Costus afer, Costaceae

La candida corolla reca una banda centrale giallo arancio che funge da “guida” per gli insetti impollinatori. Tutte le parti della pianta mostrano virtù medicinali © G. Mazza

Ricerche di laboratorio hanno evidenziato la presenza in varie parti della pianta di sostante bioattive con proprietà antibatteriche, antinfiammatorie, antiossidanti e antiperglicemiche.

Oltre che per gli usi medicinali viene spesso coltivata a scopo ornamentale per i suoi fiori dal labello appariscente, effimeri, ma prodotti continuamente. Utilizzabile a tale scopo nelle regioni a clima tropicale e subtropicale umido in pieno sole o parziale ombra in suoli drenanti, preferibilmente acidi o neutri, ricchi di sostanza organica.

Coltivabile anche in vasi capienti per la decorazione di patii e terrazze, o serre e giardini d’inverno luminosi, dove il clima non consente la permanenza all’aperto nei mesi più freddi, con temperature minime non inferiori a 15 °C, utilizzando un terriccio organico drenante. Innaffiature regolari e abbondanti in estate, più diradate in inverno, ma senza fare asciugare completamente il terriccio e concimazioni mensili, in primavera-estate, con un prodotto bilanciato con microelementi a 1/3 della dose consigliata dal produttore.

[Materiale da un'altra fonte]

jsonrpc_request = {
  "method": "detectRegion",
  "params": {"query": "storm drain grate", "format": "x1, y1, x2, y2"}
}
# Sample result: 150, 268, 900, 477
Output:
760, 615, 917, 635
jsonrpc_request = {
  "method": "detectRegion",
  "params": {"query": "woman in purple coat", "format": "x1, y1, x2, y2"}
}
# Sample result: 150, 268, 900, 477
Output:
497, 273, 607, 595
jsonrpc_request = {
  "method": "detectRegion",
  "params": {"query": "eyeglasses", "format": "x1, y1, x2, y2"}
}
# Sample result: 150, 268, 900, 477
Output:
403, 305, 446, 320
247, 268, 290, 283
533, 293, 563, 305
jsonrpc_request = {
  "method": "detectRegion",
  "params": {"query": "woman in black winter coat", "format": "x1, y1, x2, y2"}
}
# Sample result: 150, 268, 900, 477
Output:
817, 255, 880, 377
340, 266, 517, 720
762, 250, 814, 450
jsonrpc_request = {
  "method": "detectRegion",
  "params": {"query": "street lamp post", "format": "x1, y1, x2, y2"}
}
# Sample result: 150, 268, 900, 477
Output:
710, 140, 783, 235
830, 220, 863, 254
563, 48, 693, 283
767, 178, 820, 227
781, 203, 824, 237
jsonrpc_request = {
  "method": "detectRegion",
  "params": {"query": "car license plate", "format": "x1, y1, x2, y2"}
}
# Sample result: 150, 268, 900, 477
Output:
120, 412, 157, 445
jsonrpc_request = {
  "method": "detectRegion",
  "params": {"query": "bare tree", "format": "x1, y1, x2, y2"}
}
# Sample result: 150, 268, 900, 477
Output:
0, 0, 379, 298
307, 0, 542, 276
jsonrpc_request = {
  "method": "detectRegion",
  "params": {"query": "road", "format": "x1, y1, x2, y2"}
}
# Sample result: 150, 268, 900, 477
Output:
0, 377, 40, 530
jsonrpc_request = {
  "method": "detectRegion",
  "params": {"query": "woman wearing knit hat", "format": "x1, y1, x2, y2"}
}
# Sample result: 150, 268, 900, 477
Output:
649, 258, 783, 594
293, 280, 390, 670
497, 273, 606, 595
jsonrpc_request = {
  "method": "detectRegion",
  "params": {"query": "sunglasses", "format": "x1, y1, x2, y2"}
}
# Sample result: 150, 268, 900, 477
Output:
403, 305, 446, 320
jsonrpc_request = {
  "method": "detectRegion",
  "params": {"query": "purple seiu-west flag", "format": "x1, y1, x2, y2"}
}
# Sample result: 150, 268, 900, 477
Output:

Sinonimi: Costus sarmentosus Bojer (1835); Costus trachyphyllus K.Schum. (1892); Costus edulis De Wild. & T.Durand (1899); Costus anomocalyx K.Schum. (1904); Costus deistelii K.Schum. (1904); Costus megalobractea K.Schum. (1904); Costus oblitterans K.Schum. (1904); Costus pterometra K.Schum. (1904); Costus subbiflorus K.Schum. (1904); Costus ulugurensis K.Schum. (1904); Costus bingervillensis A.Chev. (1920); Costus insularis A.Chev. (1920).